Phomopsis Canker and Twig BlightPathogen: Phomopsis vaccinii

Phomopsis canker overwinters in infected plant parts. The primary symptom of twig infection is a blighting of one-year-old woody stems that have flower buds. As with other canker diseases, the most conspicuous symptom is “flagging”–during the summer, individual stems wilt and die while leaves turn reddish and remain attached. Under severe disease conditions, several individual canes may be affected on a single bush. The fungus enters the flower buds and eventually moves into the stem. Infected stems will wilt and die, and young twigs will die back from elongated cankers produced by the fungus.

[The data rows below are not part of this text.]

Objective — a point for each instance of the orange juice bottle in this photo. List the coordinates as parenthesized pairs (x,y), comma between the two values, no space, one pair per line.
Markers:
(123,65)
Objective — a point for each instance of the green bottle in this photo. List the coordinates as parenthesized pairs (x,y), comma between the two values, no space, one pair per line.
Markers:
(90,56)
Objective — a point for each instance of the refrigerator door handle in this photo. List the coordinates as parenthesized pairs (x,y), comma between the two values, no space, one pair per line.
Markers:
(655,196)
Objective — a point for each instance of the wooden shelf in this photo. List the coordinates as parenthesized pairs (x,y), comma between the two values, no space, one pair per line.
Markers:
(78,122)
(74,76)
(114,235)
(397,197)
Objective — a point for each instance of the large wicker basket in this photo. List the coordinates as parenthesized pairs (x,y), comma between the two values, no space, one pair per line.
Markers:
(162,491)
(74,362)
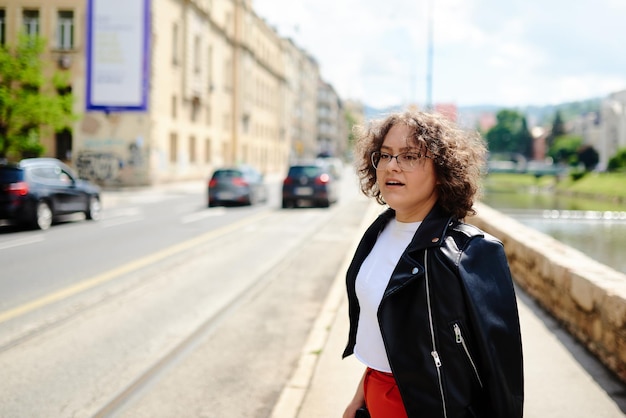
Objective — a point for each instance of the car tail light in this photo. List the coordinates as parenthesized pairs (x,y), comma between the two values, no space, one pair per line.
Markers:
(18,189)
(238,181)
(322,179)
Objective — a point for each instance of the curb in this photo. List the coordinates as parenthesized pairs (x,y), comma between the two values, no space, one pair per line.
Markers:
(293,394)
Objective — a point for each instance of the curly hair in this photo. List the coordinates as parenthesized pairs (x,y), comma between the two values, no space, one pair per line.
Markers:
(458,157)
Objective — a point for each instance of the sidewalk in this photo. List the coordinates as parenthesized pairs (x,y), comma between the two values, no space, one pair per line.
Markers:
(561,379)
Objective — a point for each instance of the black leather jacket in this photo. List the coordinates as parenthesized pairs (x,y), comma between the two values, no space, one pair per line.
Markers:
(449,321)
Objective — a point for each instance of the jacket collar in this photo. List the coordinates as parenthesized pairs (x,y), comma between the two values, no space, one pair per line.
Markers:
(430,233)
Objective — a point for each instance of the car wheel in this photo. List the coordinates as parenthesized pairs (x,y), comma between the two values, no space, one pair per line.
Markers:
(94,212)
(43,216)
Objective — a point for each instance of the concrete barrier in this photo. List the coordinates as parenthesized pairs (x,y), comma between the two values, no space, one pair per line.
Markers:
(587,297)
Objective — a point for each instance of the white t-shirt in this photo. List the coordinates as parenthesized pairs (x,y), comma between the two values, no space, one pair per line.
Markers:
(371,283)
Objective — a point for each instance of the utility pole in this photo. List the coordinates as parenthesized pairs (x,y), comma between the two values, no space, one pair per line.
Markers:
(429,59)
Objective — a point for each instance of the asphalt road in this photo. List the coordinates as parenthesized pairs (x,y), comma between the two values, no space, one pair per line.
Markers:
(165,308)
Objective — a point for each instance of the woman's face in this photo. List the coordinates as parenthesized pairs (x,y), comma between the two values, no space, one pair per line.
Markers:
(410,193)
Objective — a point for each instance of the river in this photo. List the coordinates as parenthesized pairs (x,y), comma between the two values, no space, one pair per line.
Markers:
(596,228)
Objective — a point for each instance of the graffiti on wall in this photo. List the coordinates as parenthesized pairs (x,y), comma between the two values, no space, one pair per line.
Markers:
(109,167)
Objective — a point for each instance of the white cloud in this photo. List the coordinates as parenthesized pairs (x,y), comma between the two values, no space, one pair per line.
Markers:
(485,51)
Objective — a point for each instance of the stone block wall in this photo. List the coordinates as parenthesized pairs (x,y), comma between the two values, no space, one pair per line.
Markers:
(587,297)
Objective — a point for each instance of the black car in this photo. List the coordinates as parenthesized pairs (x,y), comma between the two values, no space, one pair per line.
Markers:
(309,184)
(35,191)
(236,186)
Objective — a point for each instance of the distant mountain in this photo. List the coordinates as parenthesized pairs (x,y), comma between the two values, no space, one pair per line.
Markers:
(536,115)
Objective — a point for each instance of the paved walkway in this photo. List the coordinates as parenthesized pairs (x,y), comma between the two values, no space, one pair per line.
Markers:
(561,379)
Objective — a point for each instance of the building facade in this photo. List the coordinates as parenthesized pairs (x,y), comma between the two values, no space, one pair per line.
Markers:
(223,88)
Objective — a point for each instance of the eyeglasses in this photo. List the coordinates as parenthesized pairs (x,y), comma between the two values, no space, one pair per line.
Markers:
(407,161)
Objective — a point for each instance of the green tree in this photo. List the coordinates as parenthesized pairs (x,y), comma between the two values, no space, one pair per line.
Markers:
(524,140)
(588,156)
(565,149)
(510,134)
(558,128)
(618,161)
(28,102)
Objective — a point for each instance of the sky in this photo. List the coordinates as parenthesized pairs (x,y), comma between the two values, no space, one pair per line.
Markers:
(484,52)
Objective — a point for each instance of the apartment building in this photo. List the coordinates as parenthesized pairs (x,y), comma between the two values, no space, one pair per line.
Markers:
(219,87)
(332,135)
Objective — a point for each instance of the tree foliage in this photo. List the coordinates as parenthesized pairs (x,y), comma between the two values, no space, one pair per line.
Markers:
(618,161)
(564,150)
(588,156)
(510,134)
(28,102)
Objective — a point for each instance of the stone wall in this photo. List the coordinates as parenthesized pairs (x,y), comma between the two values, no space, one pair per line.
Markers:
(587,297)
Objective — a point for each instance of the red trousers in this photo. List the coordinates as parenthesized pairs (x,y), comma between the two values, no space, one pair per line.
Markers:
(382,396)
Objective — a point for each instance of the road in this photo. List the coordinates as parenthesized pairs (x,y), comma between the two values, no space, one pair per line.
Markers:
(165,308)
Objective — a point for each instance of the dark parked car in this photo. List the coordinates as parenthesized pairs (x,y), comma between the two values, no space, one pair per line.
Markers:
(236,186)
(309,184)
(37,190)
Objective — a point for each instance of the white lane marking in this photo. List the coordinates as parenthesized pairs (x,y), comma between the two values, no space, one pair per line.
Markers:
(121,216)
(197,216)
(120,221)
(21,241)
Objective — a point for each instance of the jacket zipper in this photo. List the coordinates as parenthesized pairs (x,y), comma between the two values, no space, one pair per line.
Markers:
(461,340)
(434,353)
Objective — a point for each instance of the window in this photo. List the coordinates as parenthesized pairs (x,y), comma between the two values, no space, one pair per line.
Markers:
(210,69)
(207,151)
(175,44)
(65,30)
(173,148)
(196,54)
(192,149)
(2,27)
(30,19)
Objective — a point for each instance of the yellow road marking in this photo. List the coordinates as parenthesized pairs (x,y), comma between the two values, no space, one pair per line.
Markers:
(124,269)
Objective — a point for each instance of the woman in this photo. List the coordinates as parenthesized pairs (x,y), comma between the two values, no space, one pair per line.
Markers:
(433,314)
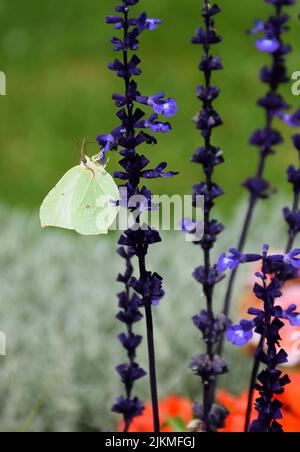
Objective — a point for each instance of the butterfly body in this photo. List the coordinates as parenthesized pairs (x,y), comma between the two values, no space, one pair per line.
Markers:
(84,200)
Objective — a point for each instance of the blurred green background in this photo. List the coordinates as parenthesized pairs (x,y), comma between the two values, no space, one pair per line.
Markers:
(57,290)
(59,89)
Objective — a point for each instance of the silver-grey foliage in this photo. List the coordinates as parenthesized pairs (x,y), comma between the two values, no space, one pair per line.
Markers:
(57,308)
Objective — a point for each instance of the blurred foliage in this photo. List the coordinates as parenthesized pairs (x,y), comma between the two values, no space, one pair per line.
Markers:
(58,308)
(55,56)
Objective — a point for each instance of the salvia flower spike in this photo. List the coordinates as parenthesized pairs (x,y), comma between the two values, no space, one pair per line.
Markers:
(267,322)
(269,41)
(142,292)
(208,365)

Cankers on one-year-old stems become obvious by early summer and continue to progress downward, eventually encircling the entire shoot. In hot weather, leaves on infected twigs turn brown and remain attached to the stem. As canes mature, they become girdled by the diseased lesions. Fruiting structures of the fungus will form on dead twigs and leaves. These fruiting structures look like small, black dots, which are the spore-containing bodies (pycnidia) of the fungus. These spores are spread primarily by rain splash. Infected fruit are soft and often split and leak juice. To aid control apply lime sulfur at bud-break and in the fall.

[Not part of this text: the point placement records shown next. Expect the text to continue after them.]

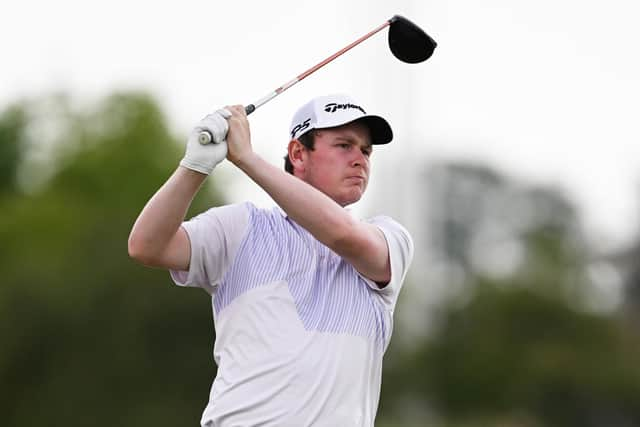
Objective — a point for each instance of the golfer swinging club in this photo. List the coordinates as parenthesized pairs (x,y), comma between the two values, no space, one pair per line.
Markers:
(303,294)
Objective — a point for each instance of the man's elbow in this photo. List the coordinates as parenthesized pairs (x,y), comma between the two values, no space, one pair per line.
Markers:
(139,250)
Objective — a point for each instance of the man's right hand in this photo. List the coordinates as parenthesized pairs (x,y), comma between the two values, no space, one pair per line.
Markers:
(204,158)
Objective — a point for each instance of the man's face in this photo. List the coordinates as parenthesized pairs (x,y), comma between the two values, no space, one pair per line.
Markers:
(339,163)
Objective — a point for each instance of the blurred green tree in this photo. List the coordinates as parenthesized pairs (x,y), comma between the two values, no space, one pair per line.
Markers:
(518,346)
(88,336)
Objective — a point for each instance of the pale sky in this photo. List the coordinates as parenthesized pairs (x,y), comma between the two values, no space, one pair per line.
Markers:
(545,91)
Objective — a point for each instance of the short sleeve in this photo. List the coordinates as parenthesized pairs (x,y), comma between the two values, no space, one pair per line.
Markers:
(215,236)
(401,251)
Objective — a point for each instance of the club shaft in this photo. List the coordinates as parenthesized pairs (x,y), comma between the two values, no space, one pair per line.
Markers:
(313,69)
(205,136)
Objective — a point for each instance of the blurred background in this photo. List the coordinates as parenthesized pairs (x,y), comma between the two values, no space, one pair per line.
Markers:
(515,166)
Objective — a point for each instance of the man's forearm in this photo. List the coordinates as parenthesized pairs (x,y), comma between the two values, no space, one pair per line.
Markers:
(163,214)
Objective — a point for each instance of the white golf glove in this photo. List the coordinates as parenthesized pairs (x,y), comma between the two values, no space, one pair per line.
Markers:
(203,158)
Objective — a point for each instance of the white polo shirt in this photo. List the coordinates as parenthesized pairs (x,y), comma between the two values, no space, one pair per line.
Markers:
(300,334)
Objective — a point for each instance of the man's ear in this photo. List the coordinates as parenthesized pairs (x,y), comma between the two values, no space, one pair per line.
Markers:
(297,153)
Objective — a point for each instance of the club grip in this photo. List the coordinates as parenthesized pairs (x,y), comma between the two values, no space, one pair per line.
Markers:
(205,136)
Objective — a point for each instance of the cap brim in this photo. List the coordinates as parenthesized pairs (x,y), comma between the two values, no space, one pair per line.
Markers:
(379,128)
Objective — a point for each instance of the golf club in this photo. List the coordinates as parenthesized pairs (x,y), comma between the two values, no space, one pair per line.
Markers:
(408,42)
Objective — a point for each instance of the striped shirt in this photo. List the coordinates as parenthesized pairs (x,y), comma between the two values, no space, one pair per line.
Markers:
(300,334)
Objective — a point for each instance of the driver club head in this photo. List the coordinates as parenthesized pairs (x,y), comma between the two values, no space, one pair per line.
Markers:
(408,42)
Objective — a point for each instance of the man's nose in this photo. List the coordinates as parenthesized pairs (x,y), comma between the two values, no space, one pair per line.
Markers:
(359,158)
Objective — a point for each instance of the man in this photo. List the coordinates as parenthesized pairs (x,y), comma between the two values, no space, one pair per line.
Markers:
(303,294)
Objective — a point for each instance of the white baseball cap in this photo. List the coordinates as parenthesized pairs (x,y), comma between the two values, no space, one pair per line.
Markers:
(336,110)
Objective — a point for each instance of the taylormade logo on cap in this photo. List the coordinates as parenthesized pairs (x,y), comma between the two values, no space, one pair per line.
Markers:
(332,107)
(337,110)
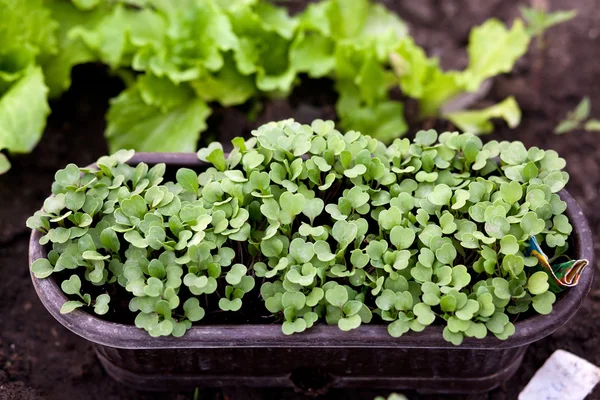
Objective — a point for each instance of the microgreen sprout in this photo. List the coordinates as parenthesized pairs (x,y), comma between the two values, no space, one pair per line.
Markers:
(337,228)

Blueberry Bud MiteScientific Name: Acalitus vaccinii

All four life stages of the blueberry bud mite live together in large clusters and reproduce rapidly within the scales of the blueberry bud. 15 days are required from oviposition to the adult stage. During fall and early winter, all four life stages are present in low numbers between the preferred large and succulent scales of dormant flower buds. The mites remain almost continuously in the protective confines of the bud. Here, they feed on the epidermal region of the developing leaf, floral parts, and the developing fruit, transferring a substance or toxin, causing the tissue to become roughened and blistered in appearance. Buds appear rosetted and may desiccate due to mite feeding and fail to open. Flowers and berries developing from buds with few mites usually have small blisters and pimples. Summer generations cause retarded leaf growth, reducing the vegetative growth that impacts the following year’s crop.

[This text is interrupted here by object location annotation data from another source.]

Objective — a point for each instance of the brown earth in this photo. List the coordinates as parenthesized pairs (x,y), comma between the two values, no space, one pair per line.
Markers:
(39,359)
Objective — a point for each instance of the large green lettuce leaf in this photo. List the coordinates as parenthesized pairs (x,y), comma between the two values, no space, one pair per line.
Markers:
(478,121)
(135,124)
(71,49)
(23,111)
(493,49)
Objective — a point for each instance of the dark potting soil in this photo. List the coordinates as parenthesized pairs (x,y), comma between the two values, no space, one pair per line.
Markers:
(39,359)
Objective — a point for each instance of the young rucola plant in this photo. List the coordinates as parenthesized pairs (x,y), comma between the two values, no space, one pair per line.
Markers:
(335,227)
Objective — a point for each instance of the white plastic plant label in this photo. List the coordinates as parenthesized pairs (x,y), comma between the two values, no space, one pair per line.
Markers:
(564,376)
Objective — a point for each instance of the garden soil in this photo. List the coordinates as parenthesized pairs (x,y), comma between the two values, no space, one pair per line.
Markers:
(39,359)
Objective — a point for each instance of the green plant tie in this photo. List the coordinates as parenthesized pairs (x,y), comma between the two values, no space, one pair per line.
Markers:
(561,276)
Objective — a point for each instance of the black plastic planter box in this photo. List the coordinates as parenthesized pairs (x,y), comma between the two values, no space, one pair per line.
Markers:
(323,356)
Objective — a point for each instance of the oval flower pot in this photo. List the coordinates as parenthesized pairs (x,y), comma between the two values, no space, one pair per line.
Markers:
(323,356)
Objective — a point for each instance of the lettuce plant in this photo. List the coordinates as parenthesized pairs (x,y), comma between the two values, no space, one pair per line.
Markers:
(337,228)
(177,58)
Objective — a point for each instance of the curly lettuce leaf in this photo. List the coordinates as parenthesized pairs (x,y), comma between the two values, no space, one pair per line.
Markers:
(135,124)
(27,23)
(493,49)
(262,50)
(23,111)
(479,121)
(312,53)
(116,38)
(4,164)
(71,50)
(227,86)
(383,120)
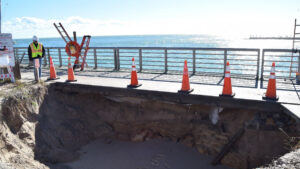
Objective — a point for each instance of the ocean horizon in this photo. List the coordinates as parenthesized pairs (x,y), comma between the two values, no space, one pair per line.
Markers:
(199,41)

Although some blueberry cultivars are less likely to be infested, there are no fully resistant cultivars identified. Recommendations for the control of blueberry bud mite are limited to pruning of older and removing of infected branches, and post-harvest application of miticides. Unless the interior spaces of the bud scales are wetted, it is unlikely good control will be achieved. Use of a surfactant to improve the spreading and penetration of the spray increases control of bud mites.